Is the function convex?

Question

Let's have the following function $f:\mathbb{R}^{2}\to\mathbb{R}$ defined by $|x+y|$, is it convex? We have $\lambda\in (0,1),x,y\in$ dom$(f)$, so $|\lambda x+(1-\lambda)y|\le \lambda |x| + (1-\lambda)|y|$. It means the function is convex according to the definition of a convex function. Is it correct?

Answer 1

The function is convex, but your reasoning is a bit off (or at least a bit too terse, in my opinion).

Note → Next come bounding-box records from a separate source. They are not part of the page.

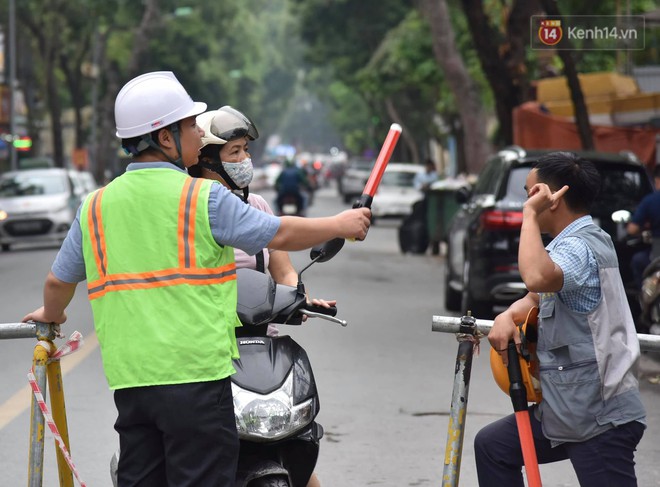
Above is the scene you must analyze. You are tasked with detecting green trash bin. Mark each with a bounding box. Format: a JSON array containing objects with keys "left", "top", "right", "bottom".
[{"left": 426, "top": 179, "right": 468, "bottom": 255}]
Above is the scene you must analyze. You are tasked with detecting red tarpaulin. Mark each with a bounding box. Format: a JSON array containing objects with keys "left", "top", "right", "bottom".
[{"left": 513, "top": 102, "right": 660, "bottom": 170}]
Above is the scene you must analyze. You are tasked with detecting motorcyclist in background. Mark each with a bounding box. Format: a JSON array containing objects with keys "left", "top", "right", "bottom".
[
  {"left": 275, "top": 159, "right": 311, "bottom": 215},
  {"left": 188, "top": 106, "right": 324, "bottom": 487},
  {"left": 626, "top": 165, "right": 660, "bottom": 289}
]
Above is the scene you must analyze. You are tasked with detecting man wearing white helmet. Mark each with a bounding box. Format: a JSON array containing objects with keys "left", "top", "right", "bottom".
[{"left": 23, "top": 72, "right": 370, "bottom": 487}]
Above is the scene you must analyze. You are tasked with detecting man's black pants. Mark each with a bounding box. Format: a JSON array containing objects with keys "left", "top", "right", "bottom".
[
  {"left": 114, "top": 378, "right": 239, "bottom": 487},
  {"left": 474, "top": 409, "right": 644, "bottom": 487}
]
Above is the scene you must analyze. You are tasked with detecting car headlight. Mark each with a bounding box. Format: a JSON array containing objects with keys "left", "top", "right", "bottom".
[{"left": 231, "top": 372, "right": 313, "bottom": 441}]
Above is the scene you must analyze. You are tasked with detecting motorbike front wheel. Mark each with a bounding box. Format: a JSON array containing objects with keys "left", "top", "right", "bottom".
[{"left": 250, "top": 476, "right": 290, "bottom": 487}]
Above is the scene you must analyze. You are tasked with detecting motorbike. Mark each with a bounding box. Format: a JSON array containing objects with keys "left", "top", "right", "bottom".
[
  {"left": 639, "top": 242, "right": 660, "bottom": 335},
  {"left": 275, "top": 193, "right": 308, "bottom": 216},
  {"left": 110, "top": 239, "right": 347, "bottom": 487},
  {"left": 612, "top": 210, "right": 660, "bottom": 335}
]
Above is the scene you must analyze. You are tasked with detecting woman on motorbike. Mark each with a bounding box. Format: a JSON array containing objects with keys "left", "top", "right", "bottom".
[{"left": 188, "top": 106, "right": 324, "bottom": 487}]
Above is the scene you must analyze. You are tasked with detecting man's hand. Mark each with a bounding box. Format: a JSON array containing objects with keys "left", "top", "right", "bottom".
[
  {"left": 336, "top": 208, "right": 371, "bottom": 240},
  {"left": 22, "top": 306, "right": 66, "bottom": 325},
  {"left": 488, "top": 311, "right": 520, "bottom": 366},
  {"left": 523, "top": 183, "right": 568, "bottom": 215}
]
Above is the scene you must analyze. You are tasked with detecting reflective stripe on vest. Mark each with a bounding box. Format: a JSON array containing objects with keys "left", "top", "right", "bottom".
[{"left": 87, "top": 178, "right": 236, "bottom": 300}]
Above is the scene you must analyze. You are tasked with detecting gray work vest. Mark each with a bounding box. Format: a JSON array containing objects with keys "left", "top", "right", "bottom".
[{"left": 537, "top": 225, "right": 646, "bottom": 442}]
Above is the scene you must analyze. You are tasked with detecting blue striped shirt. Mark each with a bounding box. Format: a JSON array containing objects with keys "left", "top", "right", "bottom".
[{"left": 546, "top": 215, "right": 601, "bottom": 313}]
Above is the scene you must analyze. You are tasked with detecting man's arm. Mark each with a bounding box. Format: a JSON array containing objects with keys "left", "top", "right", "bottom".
[
  {"left": 488, "top": 293, "right": 539, "bottom": 365},
  {"left": 23, "top": 272, "right": 78, "bottom": 325},
  {"left": 268, "top": 208, "right": 371, "bottom": 251},
  {"left": 518, "top": 184, "right": 568, "bottom": 292}
]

Remember, the elements of the domain of $f$ are pairs $(x,y) \in \mathbb R^2$. You need to show that for $(x,y), (z,w) \in \mathbb R^2$, you have $$f(\lambda \cdot (x,y) + (1-\lambda)\cdot (z,w)) \le \lambda f(x,y) + (1-\lambda)f(z,w).$$ In this case, we see \begin{align*} f(\lambda \cdot (x,y) + (1-\lambda)\cdot (z,w)) &= f(\lambda x + (1-\lambda)z, \lambda y + (1-\lambda)w) \\ &= \lvert \lambda x + (1-\lambda)z + \lambda y + (1-\lambda)w \rvert\\ &= \lvert \lambda(x+y) + (1-\lambda)(z+w)\rvert\\ &\le \lambda\lvert x+y \rvert + (1-\lambda) \lvert z+w \rvert \\ & = \lambda f(x,y) + (1-\lambda)f(z,w) \end{align*} which shows that $f$ is indeed convex.

Answer 2

Since $|tx+(1-t)y| \le t|x|+(1-t)|y|$ for $t \in [0,1]$ we see that $a(z)=|z|$ is convex.

The map $S((x,y)) = x+y$ is linear and a convex function composed with a linear one is convex.